Égypte : la mort du Soudanais Gabriel Tut, un crime raciste ?

La Cité des morts, Le Caire Égypte.
© 2015 Michal Huniwicz www.m1key.me

Un citoyen soudanais résidant en Égypte, Gabriel Tut, a succombé il y a quelques jours à des coups portés à la tête avec une barre de fer. Le suspect, un Égyptien, vient d’être arrêté. Cet événement tragique relance une fois le débat lié au racisme. En effet, les subsahariens qui résident dans les pays d’Afrique du Nord sont régulièrement victimes d’actes de racisme.

Selon les autorités, le suspect est un Égyptien, propriétaire du supermarché voisin de l’école où travaillait la victime. Il proférait régulièrement des insultes à caractère raciste à l’endroit du corps enseignant et des élèves de l’école. Différentes sources affirment que l’auteur de l’agression utilisait au quotidien des noms d’animaux pour les appeler et les terroriser.

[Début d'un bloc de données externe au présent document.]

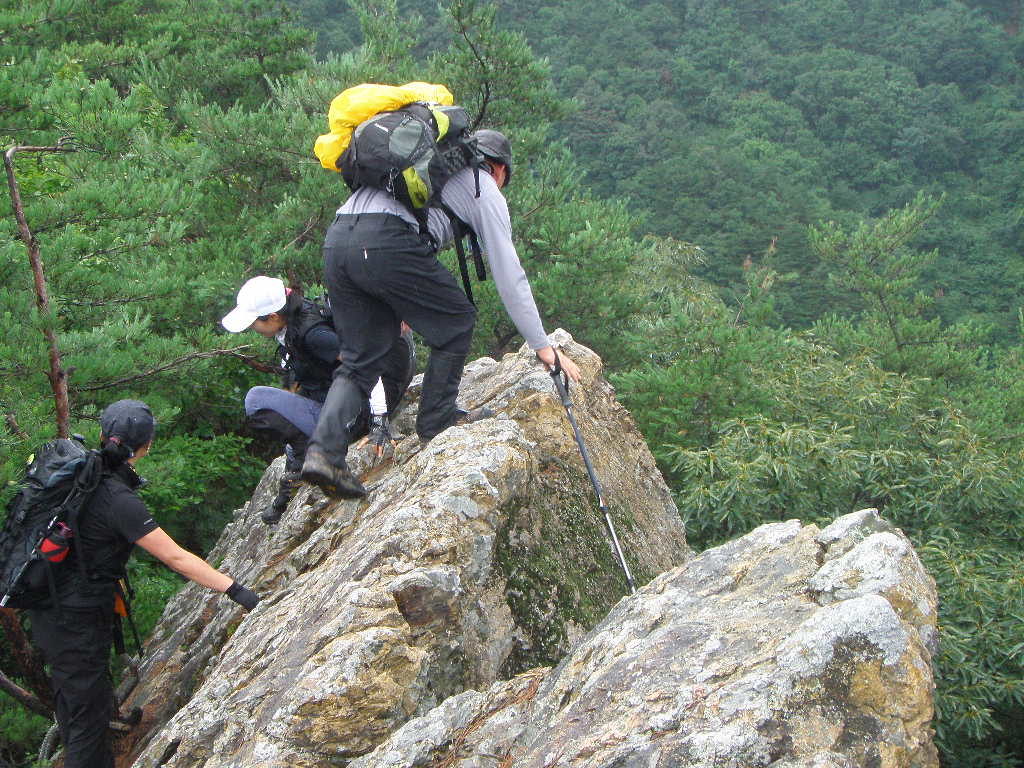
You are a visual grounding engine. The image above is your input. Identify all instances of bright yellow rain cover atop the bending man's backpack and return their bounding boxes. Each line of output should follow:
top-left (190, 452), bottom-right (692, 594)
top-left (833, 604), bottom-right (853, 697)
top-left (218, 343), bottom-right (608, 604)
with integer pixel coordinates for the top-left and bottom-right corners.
top-left (313, 83), bottom-right (455, 173)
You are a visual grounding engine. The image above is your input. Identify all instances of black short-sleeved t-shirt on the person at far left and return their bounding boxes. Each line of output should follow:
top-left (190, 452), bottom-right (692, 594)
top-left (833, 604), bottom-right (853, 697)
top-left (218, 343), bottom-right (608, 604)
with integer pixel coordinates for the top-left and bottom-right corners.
top-left (56, 464), bottom-right (160, 608)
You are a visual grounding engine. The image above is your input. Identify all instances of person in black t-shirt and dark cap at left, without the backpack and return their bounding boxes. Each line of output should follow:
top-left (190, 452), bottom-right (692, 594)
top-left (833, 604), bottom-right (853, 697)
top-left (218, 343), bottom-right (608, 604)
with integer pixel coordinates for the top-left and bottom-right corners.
top-left (30, 400), bottom-right (259, 768)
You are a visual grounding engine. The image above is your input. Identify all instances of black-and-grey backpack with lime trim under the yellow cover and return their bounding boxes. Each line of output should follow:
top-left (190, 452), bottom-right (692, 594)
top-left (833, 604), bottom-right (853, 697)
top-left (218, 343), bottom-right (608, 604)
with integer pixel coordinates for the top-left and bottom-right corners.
top-left (337, 101), bottom-right (486, 301)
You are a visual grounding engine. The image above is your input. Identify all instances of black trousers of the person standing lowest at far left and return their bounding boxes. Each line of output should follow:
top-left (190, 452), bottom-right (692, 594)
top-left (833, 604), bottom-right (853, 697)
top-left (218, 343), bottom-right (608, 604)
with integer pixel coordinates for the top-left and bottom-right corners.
top-left (30, 603), bottom-right (114, 768)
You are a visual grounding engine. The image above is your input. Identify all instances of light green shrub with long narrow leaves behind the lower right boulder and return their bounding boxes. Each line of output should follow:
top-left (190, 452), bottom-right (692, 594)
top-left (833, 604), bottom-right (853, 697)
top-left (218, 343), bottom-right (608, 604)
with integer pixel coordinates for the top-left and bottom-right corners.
top-left (671, 360), bottom-right (1024, 765)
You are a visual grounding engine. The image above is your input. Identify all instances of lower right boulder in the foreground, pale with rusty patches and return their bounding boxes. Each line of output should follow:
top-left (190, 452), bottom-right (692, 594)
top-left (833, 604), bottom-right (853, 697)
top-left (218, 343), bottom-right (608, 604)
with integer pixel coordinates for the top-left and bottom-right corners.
top-left (350, 510), bottom-right (939, 768)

Par ailleurs, il y a plus d’un an, l’un des amis du suspect, qui était également présent le jour du meurtre, aurait déjà menacé de brûler l’école. L’administration de l’école avait alors porté plainte.

Gabriel Tut travaillait au Sudanese Children Care Educational Center au Caire, une école dont la mission est de lutter contre l’analphabétisme au sein de la communauté soudanaise. Dirigée depuis 2007 par le Père Marko Deng, cette école vit grâce aux dons et aux parrainages des enfants. Elle vise à fournir une éducation aux réfugiés soudanais tout en leur permettant de retrouver leur dignité et confiance en eux.

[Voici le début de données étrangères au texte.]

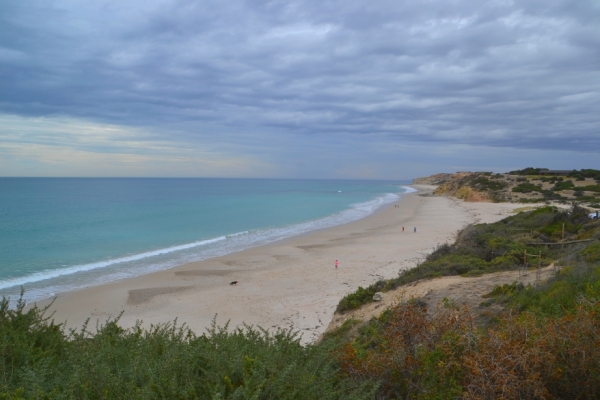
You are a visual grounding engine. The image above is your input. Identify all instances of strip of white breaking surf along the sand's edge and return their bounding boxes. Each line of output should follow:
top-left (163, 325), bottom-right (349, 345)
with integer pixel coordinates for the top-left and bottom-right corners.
top-left (8, 184), bottom-right (408, 303)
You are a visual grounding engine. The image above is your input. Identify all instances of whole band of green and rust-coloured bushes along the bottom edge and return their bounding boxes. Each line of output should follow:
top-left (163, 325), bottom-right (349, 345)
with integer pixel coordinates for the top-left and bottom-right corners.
top-left (7, 282), bottom-right (600, 399)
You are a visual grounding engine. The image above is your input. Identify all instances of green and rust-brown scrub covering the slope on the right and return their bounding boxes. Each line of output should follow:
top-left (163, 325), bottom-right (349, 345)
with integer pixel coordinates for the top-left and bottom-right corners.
top-left (329, 207), bottom-right (600, 399)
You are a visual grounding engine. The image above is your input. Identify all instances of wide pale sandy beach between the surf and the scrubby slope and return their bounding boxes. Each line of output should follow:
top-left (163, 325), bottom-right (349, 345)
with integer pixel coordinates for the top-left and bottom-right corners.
top-left (38, 185), bottom-right (519, 343)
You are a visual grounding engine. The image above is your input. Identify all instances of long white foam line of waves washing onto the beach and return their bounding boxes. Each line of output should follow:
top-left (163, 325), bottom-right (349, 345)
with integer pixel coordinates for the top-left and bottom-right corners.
top-left (0, 186), bottom-right (408, 301)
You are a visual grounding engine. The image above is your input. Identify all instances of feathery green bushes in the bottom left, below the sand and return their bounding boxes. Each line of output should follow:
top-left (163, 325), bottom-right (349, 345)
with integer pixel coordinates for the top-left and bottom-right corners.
top-left (0, 299), bottom-right (375, 399)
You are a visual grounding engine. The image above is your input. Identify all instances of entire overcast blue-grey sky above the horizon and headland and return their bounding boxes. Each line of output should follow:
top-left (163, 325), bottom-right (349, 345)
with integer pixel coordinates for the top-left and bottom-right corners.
top-left (0, 0), bottom-right (600, 179)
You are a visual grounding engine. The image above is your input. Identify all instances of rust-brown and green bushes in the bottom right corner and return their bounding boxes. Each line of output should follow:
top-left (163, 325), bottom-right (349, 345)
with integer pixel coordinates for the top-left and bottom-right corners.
top-left (337, 302), bottom-right (600, 399)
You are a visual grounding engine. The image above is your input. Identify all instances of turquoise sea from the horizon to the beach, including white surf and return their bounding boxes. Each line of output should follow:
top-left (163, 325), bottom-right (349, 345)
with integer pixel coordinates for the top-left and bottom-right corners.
top-left (0, 178), bottom-right (408, 301)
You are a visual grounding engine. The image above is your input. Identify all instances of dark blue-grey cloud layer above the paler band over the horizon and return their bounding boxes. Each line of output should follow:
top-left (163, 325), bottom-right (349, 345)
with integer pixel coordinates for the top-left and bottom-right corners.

Les ressortissants subsahariens, cibles privilégiées du racisme au Maghreb

Le jour du drame, le suspect aurait interpellé de manière agressive Gabriel Tut. Puis, il serait allé chercher une barre de fer avec laquelle il aurait asséné des coups à la tête à l’enseignant avant de s’enfuir, laissant Gabriel Tut succomber à ses blessures.

Ce crime, que l’on peut qualifier de haineux, ne semble pas être un cas isolé. En effet, dans les pays du Maghreb et du Moyen-Orient, on ne compte plus les nombreux actes racistes dont sont victimes les ressortissants de l’Afrique subsaharienne qui y vivent. Plusieurs organismes de défense de droit de l’Homme dénoncent cette haine envers les personnes en provenance d’Afrique subsaharienne, mais surtout le négationnisme qui l’entoure.

Ngor Yusuf, le Consul soudanais en poste actuellement en Égypte, s’est rendu au bureau du Procureur et a demandé à être tenu informé de l’avancée de l’affaire. Le Père Marko, quant à lui, a affirmé que le père de la victime l’aurait appelé pour s’excuser pour l’acte de son fils.